Rocky Sullivan's was a New York City Irish style pub opened in 1996 by the musician Chris Byrne (Seanchai and the Unity Squad, Black 47 and Paddy-A-Go-Go) and the journalist Patrick Farrelly (HBO's Left of the Dial, Irish Voice, Michael Moore's TV Nation). The bar was named after James Cagney's character in the 1938 movie Angels With Dirty Faces co-starring Humphrey Bogart. It was located in Red Hook, Brooklyn, on the corner of Dwight and Van Dyke Streets, from its former, original, location at East 29th Street and Lexington Avenue in Manhattan. The third incarnation of Rocky Sullivan's was located a block away at 46 Beard St. Corner of Dwight and Beard Sts, across from IKEA.

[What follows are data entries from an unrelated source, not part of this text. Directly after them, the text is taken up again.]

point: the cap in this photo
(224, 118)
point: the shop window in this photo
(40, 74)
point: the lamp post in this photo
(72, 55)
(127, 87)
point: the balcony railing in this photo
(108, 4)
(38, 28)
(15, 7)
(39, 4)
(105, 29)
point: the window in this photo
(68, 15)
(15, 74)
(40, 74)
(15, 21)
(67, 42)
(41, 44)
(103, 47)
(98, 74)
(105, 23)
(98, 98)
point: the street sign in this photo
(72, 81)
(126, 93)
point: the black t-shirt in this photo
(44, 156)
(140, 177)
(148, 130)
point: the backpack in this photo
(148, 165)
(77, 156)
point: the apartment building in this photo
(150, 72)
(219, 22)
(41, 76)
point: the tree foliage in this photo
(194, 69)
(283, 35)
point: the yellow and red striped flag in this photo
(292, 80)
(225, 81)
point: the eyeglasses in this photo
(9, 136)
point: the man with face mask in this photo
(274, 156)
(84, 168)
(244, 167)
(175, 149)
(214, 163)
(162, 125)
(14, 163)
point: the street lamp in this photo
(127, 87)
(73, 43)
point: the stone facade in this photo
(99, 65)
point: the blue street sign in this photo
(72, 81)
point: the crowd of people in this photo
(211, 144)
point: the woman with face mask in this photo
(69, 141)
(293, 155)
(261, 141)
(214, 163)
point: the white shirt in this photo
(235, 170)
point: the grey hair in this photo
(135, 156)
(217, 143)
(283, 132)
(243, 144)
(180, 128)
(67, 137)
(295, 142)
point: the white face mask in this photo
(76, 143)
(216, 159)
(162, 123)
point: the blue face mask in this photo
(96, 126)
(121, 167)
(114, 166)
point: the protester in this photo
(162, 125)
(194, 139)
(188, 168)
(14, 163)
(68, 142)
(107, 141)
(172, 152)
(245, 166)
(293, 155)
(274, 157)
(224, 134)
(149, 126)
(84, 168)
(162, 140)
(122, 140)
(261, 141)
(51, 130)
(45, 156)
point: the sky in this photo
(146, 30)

Entertainment included a pub quiz on Thursdays, Irish language classes on Tuesdays and live music on Mondays, Tuesdays, Wednesdays and Saturdays. Authors' readings, were held on the last Wednesday of the month and on other occasions, drawing enthusiastic crowds and top flight writers, including Roddy Doyle, Frank McCourt, Edna O'Brien, Pete Hamill, Rosemary Breslin, Jimmy Breslin, Mike Lupica and Brendan O'Carroll.